Computed tomography angiography planning identifies the target vessel for optimum infarct location and improves clinical outcome in alcohol septal ablation for hypertrophic obstructive cardiomyopathy

1. Institute of Cardiovascular Medicine and Science, Liverpool Heart and Chest Hospital, Liverpool, United Kingdom; 2. University of Geneva, Geneva, Switzerland

Aims: Alcohol septal ablation (ASA) is an established treatment option in hypertrophic obstructive cardiomyopathy (HOCM). ASA is ineffective in some: inaccurate infarct and inability to identify a vessel contribute. We aimed to improve accuracy of infarct using CT angiography guidance and provide a more predictable and satisfactory outcome.

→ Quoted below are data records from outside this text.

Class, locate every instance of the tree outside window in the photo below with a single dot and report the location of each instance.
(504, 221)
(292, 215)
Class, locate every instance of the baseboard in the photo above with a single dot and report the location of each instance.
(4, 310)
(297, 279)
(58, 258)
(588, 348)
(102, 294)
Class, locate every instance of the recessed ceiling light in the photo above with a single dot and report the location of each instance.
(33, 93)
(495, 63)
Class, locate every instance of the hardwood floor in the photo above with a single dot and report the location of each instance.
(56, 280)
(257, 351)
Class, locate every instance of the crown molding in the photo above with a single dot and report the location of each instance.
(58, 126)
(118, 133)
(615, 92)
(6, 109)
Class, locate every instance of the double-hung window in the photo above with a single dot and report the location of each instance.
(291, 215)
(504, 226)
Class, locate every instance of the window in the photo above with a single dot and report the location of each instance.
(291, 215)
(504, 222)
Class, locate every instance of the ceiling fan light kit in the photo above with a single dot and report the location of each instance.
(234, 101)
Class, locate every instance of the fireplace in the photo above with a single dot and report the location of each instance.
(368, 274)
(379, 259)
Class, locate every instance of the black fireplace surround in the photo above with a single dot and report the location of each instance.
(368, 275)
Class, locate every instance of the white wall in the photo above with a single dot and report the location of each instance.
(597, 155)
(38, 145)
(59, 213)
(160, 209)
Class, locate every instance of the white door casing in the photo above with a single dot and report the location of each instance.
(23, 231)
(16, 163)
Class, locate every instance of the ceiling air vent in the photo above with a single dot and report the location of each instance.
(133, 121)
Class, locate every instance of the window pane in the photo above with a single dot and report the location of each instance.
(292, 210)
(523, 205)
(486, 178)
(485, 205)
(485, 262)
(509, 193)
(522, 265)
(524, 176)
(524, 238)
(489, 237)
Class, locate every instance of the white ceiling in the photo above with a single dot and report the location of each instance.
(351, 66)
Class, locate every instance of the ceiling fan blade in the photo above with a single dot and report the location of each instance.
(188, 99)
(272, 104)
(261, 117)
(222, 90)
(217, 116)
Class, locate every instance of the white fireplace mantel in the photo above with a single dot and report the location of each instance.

Methods and results: Twenty-one successive patients with symptomatic LVOT obstruction refractory to medication underwent CT angiography planning to guide ASA. CT was performed using a dual-source CT system. Alcohol was delivered to the artery identified from CT: in 17/21 this was a sub-branch of a septal artery, in 2/21 the septal vessel was identified from the circumflex artery. Peak gradient improved from 98 (IQR 89.50-111.50) mmHg to 14 (IQR 8.50-22) mmHg (p=0.003). Systolic anterior motion (SAM) improved in 18/20 patients. NYHA class improved by ≥1 in 18/20. Peak VO2 improved from 79.19% of predicted value (±14.01) to 91.62% (±12.02) predicted (p<0.0001). Success at the first procedure is greater with CT guidance, 17/20 vs. 50/75 with traditional methods (pre-CT guidance) (p=0.02); 9/20 had six-month CMR with target septum infarct in all. ASA-related RBBB reduced from 62% to 13% (p=0.0004).

Conclusions: CT angiography planning improves localisation of infarct and procedural success at the first attempt in ASA when compared to traditional methods. Follow-up to six months suggests a symptomatic, functional and haemodynamic improvement.